Während sich Gilbert dabei auf die Ereignisse in dem fiktiven lateinamerikanischen Nest namens Palomar konzentrierte, verfolgte Jaime die Geschehnisse in der kalifornischen Kleinstadt Hoppers (von den lateinamerikanischen Bewohnern meist Huerta genannt). Unter diesen beiden Städtenamen veröffentlichten die beiden Brüder zwischen 1982 und 1996 fünfzig Alben. 2001 nahmen sie noch einmal die Spur ihrer beiden weiblichen Hauptheldinnen Luba (in Palomar), Maggie und Hopey (in Hoppers beziehungsweise Locas) auf. Bis 2007 erschienen 20 Alben, bevor seit 2008 mit Love and Rockets: New Stories die Erzählung mit bislang sieben Jahrestiteln fortgesetzt wird. Die Faszination dieses Epos besteht nicht nur aus der magischen Anziehung, die die Hauptcharaktere ausstrahlen, sondern in der den Daily Soaps entnommenen Erzählweise in Echtzeit, die dazu führt, dass Leser und Figuren gemeinsam heranwachsen, Erfahrungen machen und altern.

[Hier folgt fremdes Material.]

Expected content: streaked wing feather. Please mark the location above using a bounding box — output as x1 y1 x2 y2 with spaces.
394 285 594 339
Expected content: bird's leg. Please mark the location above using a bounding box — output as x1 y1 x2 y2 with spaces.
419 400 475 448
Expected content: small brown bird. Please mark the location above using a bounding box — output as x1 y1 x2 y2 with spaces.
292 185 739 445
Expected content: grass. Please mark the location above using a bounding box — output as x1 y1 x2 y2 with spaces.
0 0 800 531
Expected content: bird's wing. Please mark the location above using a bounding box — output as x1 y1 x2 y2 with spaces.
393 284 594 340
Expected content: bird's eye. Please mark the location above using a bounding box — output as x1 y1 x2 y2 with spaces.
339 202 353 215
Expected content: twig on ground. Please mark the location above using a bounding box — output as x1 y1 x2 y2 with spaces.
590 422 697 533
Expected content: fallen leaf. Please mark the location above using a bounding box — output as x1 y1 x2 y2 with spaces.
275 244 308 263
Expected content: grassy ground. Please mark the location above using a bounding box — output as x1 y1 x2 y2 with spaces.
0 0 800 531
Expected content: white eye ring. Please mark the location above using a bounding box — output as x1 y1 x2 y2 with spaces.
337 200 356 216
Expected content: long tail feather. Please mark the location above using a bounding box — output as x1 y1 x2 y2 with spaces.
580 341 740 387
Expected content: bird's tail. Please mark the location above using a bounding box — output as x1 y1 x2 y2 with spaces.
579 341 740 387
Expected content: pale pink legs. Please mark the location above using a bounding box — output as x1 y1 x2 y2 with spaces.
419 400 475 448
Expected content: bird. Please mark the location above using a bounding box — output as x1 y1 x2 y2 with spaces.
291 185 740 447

Vor allem die Love and Rockets-Hauptcharaktere haben es Lesern und Autoren gleichermaßen angetan. Bei Gilbert Hernandez ist das in erster Linie die selbstbewusste und (vor allem mit jüngeren Männern) überaus promiskuitive Luba, deren Schicksal er seit nunmehr über drei Jahrzehnten zeichnerisch begleitet. Ihre Jahre in Palomar sowie die anschließende Flucht in die USA hat er in zahlreichen Alben begleitet. Die Luba-Trilogie bestehend aus Luba in America, The Book of Ophelia und The Three Daughters sowie das Sequel Luba versammeln die erotisch-dramatische Geschichte dieser Frau, die zu den einhundert sexiest female comic characters gezählt wird.

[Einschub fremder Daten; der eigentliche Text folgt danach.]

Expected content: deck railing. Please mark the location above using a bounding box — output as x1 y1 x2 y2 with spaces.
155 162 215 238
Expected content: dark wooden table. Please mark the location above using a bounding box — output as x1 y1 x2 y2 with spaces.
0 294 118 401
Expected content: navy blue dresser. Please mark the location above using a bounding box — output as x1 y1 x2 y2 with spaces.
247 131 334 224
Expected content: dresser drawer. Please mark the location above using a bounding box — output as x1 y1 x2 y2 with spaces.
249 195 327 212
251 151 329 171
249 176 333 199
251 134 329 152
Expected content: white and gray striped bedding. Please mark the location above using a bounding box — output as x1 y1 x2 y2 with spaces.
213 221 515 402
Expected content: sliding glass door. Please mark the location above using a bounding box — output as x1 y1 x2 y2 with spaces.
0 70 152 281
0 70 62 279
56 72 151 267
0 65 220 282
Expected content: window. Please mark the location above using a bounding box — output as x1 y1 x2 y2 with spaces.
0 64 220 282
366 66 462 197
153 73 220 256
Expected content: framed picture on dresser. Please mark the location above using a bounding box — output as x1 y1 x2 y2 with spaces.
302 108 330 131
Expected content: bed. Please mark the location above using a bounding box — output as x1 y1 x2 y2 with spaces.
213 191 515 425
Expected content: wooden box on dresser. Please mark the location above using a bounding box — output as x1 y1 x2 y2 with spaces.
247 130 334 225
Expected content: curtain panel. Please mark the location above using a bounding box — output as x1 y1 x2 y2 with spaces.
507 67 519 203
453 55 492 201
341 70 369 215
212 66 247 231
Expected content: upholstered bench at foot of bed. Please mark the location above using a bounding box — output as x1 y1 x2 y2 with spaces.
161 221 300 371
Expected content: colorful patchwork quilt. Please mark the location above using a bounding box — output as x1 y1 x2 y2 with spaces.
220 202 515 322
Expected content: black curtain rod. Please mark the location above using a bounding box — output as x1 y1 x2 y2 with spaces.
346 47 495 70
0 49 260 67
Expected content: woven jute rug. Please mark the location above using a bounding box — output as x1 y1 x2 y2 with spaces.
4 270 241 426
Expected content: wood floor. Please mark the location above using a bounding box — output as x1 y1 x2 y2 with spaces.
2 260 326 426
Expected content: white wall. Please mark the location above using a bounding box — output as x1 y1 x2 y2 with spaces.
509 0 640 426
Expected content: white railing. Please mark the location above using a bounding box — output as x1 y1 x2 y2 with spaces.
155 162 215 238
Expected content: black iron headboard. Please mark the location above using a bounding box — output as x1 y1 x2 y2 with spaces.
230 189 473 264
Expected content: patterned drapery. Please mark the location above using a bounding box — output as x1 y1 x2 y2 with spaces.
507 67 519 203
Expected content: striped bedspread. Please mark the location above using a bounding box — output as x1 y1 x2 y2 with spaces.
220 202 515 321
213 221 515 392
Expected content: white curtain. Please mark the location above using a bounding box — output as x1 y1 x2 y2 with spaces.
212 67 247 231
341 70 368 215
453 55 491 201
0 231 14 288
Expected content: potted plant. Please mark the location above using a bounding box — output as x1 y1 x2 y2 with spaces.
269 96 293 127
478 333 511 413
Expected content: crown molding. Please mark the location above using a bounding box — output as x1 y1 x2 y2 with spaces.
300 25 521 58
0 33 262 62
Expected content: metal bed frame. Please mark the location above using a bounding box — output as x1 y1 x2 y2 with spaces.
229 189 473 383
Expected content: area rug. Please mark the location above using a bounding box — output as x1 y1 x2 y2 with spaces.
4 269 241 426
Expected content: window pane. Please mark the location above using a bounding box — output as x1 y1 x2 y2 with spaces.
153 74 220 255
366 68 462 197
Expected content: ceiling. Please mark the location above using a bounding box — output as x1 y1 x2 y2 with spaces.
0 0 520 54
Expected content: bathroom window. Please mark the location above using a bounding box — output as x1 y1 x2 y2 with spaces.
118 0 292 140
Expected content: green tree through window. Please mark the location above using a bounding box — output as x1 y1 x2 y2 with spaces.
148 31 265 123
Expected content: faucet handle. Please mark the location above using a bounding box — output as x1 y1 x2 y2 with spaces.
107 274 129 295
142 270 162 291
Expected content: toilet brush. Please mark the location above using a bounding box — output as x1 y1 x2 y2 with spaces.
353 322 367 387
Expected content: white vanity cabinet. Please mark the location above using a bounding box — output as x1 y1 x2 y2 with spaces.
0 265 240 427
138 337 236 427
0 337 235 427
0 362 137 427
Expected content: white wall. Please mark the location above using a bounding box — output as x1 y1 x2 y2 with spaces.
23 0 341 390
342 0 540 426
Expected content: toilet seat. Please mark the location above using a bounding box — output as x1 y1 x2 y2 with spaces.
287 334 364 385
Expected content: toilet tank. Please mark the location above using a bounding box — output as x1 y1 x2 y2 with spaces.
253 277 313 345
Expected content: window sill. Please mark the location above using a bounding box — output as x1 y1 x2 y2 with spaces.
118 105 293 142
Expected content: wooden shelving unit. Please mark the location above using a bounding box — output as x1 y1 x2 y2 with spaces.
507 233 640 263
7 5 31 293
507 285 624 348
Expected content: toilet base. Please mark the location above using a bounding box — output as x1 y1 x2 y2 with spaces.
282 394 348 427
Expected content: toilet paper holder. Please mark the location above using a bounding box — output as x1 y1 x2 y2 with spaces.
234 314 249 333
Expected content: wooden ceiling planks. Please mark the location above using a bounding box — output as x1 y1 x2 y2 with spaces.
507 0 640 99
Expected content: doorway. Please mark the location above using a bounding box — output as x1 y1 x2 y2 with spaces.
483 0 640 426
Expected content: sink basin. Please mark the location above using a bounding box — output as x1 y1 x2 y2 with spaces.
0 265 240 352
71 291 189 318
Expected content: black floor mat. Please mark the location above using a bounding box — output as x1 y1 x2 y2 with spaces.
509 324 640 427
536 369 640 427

Jaime Hernandez’ Favoritinnen sind die beiden Freundinnen Margarita Luisa Chascarillo alias Maggie und Esperanza Leticia Glass alias Hopey, die in Hoppers/Huerta – einer fiktionalen Variante der Hernandez-Base Oxnard – im Mittelpunkt der lateinamerikanischen Community stehen. Einmal mehr hat Hernandez Maggie nun einen Einzelcomic gewidmet, mit dem er eine Klammer um Kindheit und Alter seiner wichtigsten Heldin setzt. Erstmals taucht sie in der Serie Music for Mechanics in den beiden Alben Mecanicos auf, die davon handeln, wie sie mit einer Gruppe Solaringenieure nach Afrika reist und in den Strudel eines politischen Aufstands gerät. Es ist der Auftakt einer jahrzehntelangen Verbindung, in der Jaime seine Hauptfigur durch Freundschaften und Affären sowie über zahlreiche Schicksalsschläge hinweg begleitet. Maggies erste große Liebe Eulalio Ortiz alias Speedy wird sich umbringen, anschließend wird Maggie auf den Maler und Langzeitgeliebten Ray Dominguez treffen. Sie wird ihrer Freundin Isabel Reubens alias Izzy beistehen, als diese eine Abtreibung vornehmen lässt, und muss hilflos mit ansehen, wie Isabel zu einem nervösen Wrack wird. Und immer wieder steht ihre Freundschaft mit der lesbischen Hopey im Mittelpunkt, die sie aus der Punkrock-Szene kennt und an diese zwischenzeitlich auch verlieren wird.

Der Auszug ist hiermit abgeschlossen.